At least that’s the finding of a new study released this week by Cambridge Associates. For the 10-year period ended March 31, the report found that venture capitalists are still showing negative returns.

VC returns were -0.1 percent, which isn’t too bad except when you compare it to the private equity business which showed a gain of 10.8 percent for the same period. The public markets, including the Nasdaq, Dow Jones and S&P 500, also beat venture capitalists for that period.

That’s the bad news. Now, here’s the good news.

Things appear to be getting better. One year returns are up 18.5 percent in venture capital, beating most of the major stock indices. (Private equity still outperforms VC for that period). And the 10-year period, while important for those who allocate money to venture firms, is the only time frame when returns are in the negative.
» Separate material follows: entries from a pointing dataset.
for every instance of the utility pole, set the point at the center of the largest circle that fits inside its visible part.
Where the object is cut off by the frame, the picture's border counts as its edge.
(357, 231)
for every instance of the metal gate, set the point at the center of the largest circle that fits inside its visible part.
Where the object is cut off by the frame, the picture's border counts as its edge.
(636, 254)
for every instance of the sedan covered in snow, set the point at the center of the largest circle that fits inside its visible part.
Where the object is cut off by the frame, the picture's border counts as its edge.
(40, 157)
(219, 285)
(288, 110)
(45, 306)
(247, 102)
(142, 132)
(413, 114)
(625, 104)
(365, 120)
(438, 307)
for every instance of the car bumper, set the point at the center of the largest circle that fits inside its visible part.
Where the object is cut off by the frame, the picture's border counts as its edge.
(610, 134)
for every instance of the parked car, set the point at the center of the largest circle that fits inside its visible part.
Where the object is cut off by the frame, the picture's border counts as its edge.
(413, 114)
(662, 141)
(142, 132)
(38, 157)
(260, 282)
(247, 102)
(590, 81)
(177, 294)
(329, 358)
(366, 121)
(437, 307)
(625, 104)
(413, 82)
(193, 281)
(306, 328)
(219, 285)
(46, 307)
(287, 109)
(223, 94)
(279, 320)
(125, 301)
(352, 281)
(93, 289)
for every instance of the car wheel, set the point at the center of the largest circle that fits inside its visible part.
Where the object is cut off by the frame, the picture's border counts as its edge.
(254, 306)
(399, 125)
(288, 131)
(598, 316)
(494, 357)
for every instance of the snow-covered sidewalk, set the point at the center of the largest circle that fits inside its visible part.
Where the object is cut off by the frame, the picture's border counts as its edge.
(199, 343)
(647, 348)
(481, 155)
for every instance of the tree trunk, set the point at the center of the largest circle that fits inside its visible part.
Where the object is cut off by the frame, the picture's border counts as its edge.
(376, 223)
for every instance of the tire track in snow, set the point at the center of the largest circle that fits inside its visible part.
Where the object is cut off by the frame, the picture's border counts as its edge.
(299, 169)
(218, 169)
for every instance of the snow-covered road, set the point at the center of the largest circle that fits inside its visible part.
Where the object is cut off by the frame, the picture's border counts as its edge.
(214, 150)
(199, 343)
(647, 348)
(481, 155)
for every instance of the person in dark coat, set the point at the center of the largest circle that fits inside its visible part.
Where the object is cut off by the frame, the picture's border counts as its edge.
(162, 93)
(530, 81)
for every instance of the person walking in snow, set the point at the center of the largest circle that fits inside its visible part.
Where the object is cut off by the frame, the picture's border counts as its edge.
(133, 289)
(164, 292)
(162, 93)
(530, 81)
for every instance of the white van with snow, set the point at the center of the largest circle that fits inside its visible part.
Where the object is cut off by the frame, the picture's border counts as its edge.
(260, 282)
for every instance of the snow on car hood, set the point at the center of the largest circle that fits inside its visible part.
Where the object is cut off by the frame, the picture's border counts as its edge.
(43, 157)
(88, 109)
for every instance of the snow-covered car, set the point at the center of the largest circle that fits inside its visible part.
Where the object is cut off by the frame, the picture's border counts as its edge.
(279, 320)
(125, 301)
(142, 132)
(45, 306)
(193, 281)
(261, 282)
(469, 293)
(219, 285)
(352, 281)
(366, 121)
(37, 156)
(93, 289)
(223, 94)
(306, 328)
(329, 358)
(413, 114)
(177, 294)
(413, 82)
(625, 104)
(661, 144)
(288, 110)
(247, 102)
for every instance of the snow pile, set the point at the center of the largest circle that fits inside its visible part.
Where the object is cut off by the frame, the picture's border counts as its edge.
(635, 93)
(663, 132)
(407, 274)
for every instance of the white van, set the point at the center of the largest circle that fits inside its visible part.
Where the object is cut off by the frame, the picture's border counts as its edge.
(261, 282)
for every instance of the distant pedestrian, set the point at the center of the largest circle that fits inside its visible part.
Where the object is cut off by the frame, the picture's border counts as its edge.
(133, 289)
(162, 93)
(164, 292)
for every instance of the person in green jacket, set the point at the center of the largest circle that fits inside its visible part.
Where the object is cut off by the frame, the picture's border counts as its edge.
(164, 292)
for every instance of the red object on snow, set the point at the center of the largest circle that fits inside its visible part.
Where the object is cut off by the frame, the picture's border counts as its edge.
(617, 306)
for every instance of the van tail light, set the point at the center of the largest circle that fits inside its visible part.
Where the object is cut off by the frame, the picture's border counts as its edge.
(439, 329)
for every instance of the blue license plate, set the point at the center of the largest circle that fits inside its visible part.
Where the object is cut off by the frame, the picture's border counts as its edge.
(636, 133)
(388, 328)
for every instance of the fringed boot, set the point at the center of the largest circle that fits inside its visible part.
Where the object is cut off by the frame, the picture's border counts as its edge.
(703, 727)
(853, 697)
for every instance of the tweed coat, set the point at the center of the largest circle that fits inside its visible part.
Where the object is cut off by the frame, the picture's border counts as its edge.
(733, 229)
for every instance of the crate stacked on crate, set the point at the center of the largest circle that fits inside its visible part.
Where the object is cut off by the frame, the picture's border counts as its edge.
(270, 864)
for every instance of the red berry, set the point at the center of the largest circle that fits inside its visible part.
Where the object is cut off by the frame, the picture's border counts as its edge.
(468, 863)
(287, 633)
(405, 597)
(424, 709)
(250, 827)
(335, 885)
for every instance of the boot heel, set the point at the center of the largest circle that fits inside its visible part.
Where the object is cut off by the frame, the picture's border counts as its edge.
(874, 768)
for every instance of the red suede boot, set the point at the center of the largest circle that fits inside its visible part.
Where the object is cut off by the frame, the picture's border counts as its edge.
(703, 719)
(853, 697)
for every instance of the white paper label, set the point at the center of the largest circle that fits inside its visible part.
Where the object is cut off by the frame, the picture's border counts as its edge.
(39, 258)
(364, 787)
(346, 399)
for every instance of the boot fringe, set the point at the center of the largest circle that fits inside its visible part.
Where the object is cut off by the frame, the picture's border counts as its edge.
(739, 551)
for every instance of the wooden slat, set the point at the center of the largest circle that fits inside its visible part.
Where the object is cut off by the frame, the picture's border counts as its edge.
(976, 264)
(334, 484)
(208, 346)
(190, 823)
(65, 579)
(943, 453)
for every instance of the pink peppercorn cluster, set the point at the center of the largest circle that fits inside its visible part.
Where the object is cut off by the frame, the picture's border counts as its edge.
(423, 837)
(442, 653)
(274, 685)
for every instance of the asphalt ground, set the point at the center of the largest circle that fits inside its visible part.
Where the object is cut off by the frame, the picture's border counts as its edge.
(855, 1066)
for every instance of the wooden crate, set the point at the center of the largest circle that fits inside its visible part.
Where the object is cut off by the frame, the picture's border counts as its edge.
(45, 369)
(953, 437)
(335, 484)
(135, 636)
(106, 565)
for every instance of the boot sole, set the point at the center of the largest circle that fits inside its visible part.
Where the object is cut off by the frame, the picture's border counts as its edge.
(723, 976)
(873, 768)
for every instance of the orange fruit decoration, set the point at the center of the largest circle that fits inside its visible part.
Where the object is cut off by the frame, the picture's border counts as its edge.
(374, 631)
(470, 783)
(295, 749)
Meanwhile, the all-important 10-year period is showing signs of improvement, heading towards positive territory. (Though who knows what the wild economic swings of this week will do. More on that in our story “Startups, IPOs and market volatity: How do you make sense of what’s going on?”).

Here’s what Cambridge Associates had to say about 10-year returns for venture capital.

The venture capital return for the period, while negative, was up sharply from the -2.0% return for the same length period ending December 31, 2010, and it was a full 4.5% improvement over the low point for the 10-year venture capital return, which was reached during the quarter ending September 30, 2010.